Dal Giappone a Torino passando per Ivrea
Ivrea ha sempre avuto un rapporto privilegiato con storia, arte e cultura del Giappone. Basta pensare a un personaggio come Pier Ferdinando Garda, che ha donato alla città la preziosa collezione di oggetti di arte orientale conservata nel museo che porta il suo nome. E poi i rapporti (e la concorrenza) di una grande azienda come Olivetti con i giganti del Sol Levante. Nel campo cinematografico, quando nel 1968 l'azienda di Ivrea ha voluto ricordare i cento anni di nascita del suo fondatore, Camillo Olivetti, commissionò al maestro giapponese Kon Ichikawa il bellissimo cortometraggio Kyoto, affettuoso ritratto di usi e costumi di questa antica capitale, proiettato in anteprima al Teatro Giacosa, alla presenza dell'allora ministro dell'Industria, Giulio Andreotti.
Nel frattempo il Cineclub, nei suoi quasi cinquant'anni di attività, ha presentato a Ivrea circa trenta pellicole di questa nazione.
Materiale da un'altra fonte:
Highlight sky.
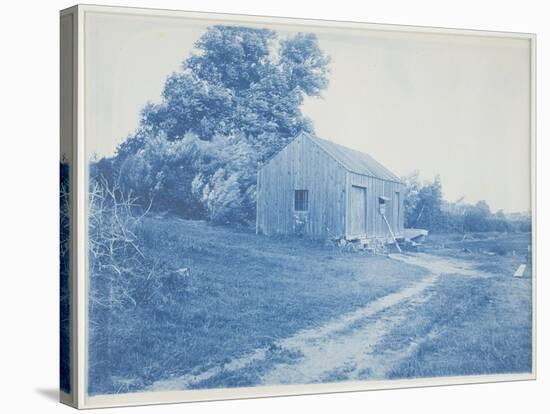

Tra le quali alcune del più importante regista della 'nouvelle vague" nipponica, Nagisa Oshima, che ora il Torino Film Festival ha omaggiato con la più completa rassegna retrospettiva mai presentata, dove figurava anche quella che viene considerata il suo capolavoro, La cerimonia(1971), che è un po' la summa della sua poetica e dove sono presenti i temi preferiti: la riflessione sulla storia e la politica del dopoguerra attraverso una famiglia che s'intreccia coi tipici rituali tradizionali (nascite, matrimoni, funerali) di generazioni diverse, fino alle trasgressioni e contestazioni esplose, come in Occidente, proprio nel 1968.
Vincitore del festival, diretto quest'anno da Gianni Amelio (che ha sostituito con successo Nanni Moretti), per la prima volta dopo 27 edizioni, è stato un regista italiano, Pietro Marcello, con La bocca del lupo, un originale docu-fiction, che ha ottenuto anche il premio della critica internazionale. Si tratta un mediometraggio di poco più di un'ora, ambientato a Genova, che narra una struggente love-story, realmente vissuta dai protagonisti del film: Enzo, ex detenuto, immigrato da giovane nel capoluogo ligure, e Mary, una trans da lui conosciuta in carcere. La giuria del pubblico ha invece premiato Medaglia al valore, del rumeno Clin Netzer: racconta la vita di una coppia di pensionati che rimane sconvolta quando il marito riceve dal governo (per un errore di omonimia) una medaglia al valor militare.